Applications can also be delivered in the form of DMGs or ZIP archives. We’re all familiar with opening a downloaded DMG to see a Finder window displaying an icon for the app and another for the Applications folder and encouraging us to drag the former onto the latter to install the app.
The only problem with those methods is that they’re not as good as PKGs for installing hierarchies of files. That means they’re fine for simpler apps, but not for apps with more complex installation procedures, which might need to put the main application executable in /Applications, say, but then other files in ~/Library and elsewhere. Apps with such installation requirements are the primary candidates for packaging.
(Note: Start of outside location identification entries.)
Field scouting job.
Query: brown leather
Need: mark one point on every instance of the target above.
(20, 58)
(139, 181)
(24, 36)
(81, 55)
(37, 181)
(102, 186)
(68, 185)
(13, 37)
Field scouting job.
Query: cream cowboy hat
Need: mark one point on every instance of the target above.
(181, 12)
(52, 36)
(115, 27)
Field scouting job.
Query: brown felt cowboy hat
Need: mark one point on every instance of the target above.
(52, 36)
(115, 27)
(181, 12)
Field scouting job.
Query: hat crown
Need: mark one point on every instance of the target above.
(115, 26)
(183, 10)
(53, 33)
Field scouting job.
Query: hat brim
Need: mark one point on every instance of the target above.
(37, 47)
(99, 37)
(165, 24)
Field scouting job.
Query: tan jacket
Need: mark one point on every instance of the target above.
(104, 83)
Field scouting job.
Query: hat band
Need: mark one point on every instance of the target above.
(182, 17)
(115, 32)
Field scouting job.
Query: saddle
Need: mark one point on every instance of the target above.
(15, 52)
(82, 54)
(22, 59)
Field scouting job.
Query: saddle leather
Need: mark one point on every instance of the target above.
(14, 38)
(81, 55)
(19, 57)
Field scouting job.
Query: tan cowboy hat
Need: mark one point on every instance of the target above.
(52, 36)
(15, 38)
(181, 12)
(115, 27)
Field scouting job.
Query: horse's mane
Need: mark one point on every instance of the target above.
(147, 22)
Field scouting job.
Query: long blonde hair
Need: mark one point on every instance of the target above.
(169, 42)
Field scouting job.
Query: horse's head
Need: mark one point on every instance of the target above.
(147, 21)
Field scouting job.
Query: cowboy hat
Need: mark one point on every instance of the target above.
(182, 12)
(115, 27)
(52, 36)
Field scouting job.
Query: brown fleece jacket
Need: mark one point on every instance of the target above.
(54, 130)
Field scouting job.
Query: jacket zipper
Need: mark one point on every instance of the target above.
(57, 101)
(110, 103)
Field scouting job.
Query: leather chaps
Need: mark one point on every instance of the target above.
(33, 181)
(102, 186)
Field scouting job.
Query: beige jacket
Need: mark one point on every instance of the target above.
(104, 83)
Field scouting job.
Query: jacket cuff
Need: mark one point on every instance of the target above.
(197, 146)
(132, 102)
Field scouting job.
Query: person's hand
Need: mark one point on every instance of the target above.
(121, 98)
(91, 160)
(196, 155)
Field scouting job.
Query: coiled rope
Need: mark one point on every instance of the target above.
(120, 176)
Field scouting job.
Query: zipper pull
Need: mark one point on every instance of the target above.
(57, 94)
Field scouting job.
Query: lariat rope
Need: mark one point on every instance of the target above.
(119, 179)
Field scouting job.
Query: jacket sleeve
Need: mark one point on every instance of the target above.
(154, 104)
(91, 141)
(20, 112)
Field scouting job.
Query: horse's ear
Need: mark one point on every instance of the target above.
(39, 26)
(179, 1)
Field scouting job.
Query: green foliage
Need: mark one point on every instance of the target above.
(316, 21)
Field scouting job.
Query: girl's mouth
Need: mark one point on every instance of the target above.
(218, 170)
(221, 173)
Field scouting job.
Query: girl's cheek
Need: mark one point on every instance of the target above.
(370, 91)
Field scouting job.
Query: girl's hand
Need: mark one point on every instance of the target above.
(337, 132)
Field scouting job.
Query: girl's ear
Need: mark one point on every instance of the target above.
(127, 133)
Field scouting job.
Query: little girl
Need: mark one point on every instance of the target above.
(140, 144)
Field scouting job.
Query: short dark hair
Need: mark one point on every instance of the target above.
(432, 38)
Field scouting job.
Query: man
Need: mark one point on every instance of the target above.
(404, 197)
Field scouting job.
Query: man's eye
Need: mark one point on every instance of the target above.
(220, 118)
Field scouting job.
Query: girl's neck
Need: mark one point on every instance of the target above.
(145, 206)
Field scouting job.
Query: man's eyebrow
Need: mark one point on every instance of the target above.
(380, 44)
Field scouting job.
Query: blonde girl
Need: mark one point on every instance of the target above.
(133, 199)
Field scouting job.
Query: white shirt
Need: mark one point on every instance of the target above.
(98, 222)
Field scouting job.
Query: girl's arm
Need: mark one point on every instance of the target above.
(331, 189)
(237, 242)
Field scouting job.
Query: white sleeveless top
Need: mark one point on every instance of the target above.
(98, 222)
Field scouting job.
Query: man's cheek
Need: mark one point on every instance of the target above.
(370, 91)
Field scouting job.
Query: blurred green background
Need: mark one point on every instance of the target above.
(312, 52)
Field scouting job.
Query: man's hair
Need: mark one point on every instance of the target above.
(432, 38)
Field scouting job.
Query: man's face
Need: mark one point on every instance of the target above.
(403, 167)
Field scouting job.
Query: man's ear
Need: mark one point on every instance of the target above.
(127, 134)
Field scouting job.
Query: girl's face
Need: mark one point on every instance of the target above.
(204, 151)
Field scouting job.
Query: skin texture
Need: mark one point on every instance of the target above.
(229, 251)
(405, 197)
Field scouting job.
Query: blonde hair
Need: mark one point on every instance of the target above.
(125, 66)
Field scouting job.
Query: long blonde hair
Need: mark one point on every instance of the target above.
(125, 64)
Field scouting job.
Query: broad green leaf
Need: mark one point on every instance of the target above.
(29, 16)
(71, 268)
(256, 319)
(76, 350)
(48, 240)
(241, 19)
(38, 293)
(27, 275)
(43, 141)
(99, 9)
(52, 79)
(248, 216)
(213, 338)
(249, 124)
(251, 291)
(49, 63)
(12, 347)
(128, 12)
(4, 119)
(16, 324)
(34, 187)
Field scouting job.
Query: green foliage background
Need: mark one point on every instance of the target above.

(Note that there’s still yet another workaround for such complex installations: You could use a tool like Kandji’s Custom App Library Item to deliver a DMG or ZIP file containing all the files a given app requires, then use pre- and post-install scripts to move those files where they need to go.)
How to Build a PKG
Let’s assume you’ve determined that a PKG is the best way to deliver an app. How do you package that app and its resource files? There are numerous tools built to help you.
The most popular one is likely Packages. It presents the folder hierarchy of a target system. You then drag the resource files you wish to install into the folders where you wish them to reside; you can add new folders if you wish. When the resulting package is opened on the endpoint, the files are placed in those folders there. You can also set the appropriate permissions for each file, as well as add pre- or post-install scripts and other resource files (including licensing).
One issue to resolve before you start to build: Do you want to sign the packages you’re creating? Doing so will ensure that the PKG can be opened on the endpoint without Gatekeeper prompting the user; in some cases, it may also determine whether or not your MDM solution can deliver the package.
If you want to sign the packages you build in Packages, you can provide it with your developer ID certificate; the utility will then do the signing for you. Alternatively, you can also go into your own Keychain and create a self-signed cert there, then use that to sign PKGs. You will also need to distribute that certificate from your MDM solution, so it's trusted by the endpoints where said package is to be delivered.
If you prefer a command-line alternative to something like Packages,
pkgbuild and munki-pkg are popular choices. And if you want a tool for inspecting flat packages, Suspicious Package and Pacifist are the most common; while
pkgutil can expand PKGs via the command line. These tools can show you the contents of a package, where those items will be placed on the endpoint, the scripts that will run when the package is installed, whether the package is signed or not, and if that signature is trusted.
How to Distribute a PKG
When it comes to deploying PKGs to endpoints, different MDM solutions have different requirements. Some require that the package be signed. Some might do that signing for you. Some require a manifest file. Look up PKG in your MDM solution’s support documentation and find out what it needs and what is supported.
The alternative to deploying a PKG via MDM is to host it on a website, and have end users download and install it from there. Or, if your MDM solution installs a Self Service tool on endpoints (such as that provided by the Kandji Agent), you can have users download and install it from there.
The above is intended only as an overview of what packages are and what they can do. If you want to really dive more deeply into the topic, Armin Briegel—particularly his book, Packaging for Apple Administrators, as well as his website Scripting OS X—is an excellent resource. For fuller details on the flat packages, see the Flat Package Format - The missing documentation on the Suspicious Package website.